Un roman américain, de Charles Frazier traduit par Brice Matthieussent.

3 carottes

Si Federico avait lu ce livre sans en connaître l’éditeur, il l’aurait aveuglément classé chez Gallmeister, l’éditeur spécialisé dans les romans américains âpres et sauvages. En effet, À l’orée de la nuit flotte, difficilement classable, entre le nature writing, le thriller et le western.

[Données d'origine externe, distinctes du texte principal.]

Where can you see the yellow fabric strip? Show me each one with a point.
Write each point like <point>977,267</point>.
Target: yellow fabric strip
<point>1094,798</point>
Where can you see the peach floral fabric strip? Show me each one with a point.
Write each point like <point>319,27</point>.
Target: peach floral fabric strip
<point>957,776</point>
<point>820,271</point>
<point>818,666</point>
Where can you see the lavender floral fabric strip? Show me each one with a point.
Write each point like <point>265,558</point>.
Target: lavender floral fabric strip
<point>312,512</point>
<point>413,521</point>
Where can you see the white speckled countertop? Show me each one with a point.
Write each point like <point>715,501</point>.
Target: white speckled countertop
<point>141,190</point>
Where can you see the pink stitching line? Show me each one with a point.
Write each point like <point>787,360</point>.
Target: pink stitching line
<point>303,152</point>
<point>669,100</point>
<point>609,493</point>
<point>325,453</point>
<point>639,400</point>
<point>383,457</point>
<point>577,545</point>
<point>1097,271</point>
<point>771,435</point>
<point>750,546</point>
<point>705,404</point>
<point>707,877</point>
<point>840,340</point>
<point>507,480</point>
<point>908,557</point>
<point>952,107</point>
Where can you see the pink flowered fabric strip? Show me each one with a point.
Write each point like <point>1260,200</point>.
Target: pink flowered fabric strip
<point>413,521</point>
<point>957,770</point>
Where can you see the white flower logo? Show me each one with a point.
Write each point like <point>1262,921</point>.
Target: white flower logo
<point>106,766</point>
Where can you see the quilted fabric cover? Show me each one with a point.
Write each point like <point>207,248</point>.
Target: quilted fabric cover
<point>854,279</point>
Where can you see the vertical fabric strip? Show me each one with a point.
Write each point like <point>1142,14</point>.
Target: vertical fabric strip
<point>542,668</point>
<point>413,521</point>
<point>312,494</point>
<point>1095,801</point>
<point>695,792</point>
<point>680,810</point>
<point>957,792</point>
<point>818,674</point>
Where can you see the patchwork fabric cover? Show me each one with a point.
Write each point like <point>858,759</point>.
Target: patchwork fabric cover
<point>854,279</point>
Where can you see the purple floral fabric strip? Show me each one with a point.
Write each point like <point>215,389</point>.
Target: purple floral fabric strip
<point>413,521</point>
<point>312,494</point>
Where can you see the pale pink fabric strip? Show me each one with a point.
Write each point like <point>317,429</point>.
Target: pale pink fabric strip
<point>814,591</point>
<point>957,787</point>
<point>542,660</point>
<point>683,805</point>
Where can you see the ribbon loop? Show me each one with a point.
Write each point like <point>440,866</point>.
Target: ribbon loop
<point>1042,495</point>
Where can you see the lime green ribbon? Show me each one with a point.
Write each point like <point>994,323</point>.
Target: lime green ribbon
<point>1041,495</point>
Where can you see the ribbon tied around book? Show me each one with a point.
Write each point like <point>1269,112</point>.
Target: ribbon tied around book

©GrassetFinalement, c’est Grasset qui nous offre cette histoire au rythme lent, aux personnages crépusculaires et aux montagnes imposantes (les Appalaches, ça prend de la place dans un paysage, oui madame). Si le récit tourne autour de plusieurs personnages en leur confiant la narration à tour de rôle, c’est Luce qui, aux yeux de notre ami lapin est l’héroïne de ce roman. Cette jeune femme a choisi de quitter la compagnie des hommes pour vivre au rythme des saisons dans une maison dont elle est la gardienne. Le jour où sa sœur est assassinée par son compagnon, Bud, elle se retrouve chargée de ses neveux, des jumeaux mutiques et pyromanes. Ce petit changement de programme va évidemment bouleverser son quotidien bien réglé. Elle va devoir essayer d’entrer en contact avec ces enfants traumatisés tout en les empêchant de faire de très grosses bêtises (comme mettre le feu à la maison ou se noyer dans le lac). Les choses vont se compliquer encore plus quand Bud, innocenté du meurtre de sa femme, va se mettre en tête de récupérer son argent, persuadé que ce sont les jumeaux qui le planquent.

Ce roman n’est pas hyper captivant, les personnages ne sont pas hyper attachants et la confrontation entre tout ce monde ne crée pas un hyper-suspense (si, ça se dit). Mais contrairement à ce qu’on pourrait penser en lisant la phrase précédente, À l’orée de la nuit à plutôt plu à Federico. Il a beaucoup aimé cette sensation étrange que l’histoire n’est pas là pour séduire un lecteur mais plutôt pour s’imposer à lui. On se laisse mener par le rythme lent et on subit le caractère difficile des héros. Même s’il ne se sentait pas passionné par l’histoire, notre ami lapin avait toujours du plaisir à reprendre sa lecture et à entrer à nouveau dans son ambiance sombre. En plus de cette étrange sensation, il restera marqué par l’empreinte de la philosophie de vie de Luce et sa réflexion autour du sens de l’existence.

Charles Frazier, À l’orée de la nuit, Grasset, septembre 2014, 384 p.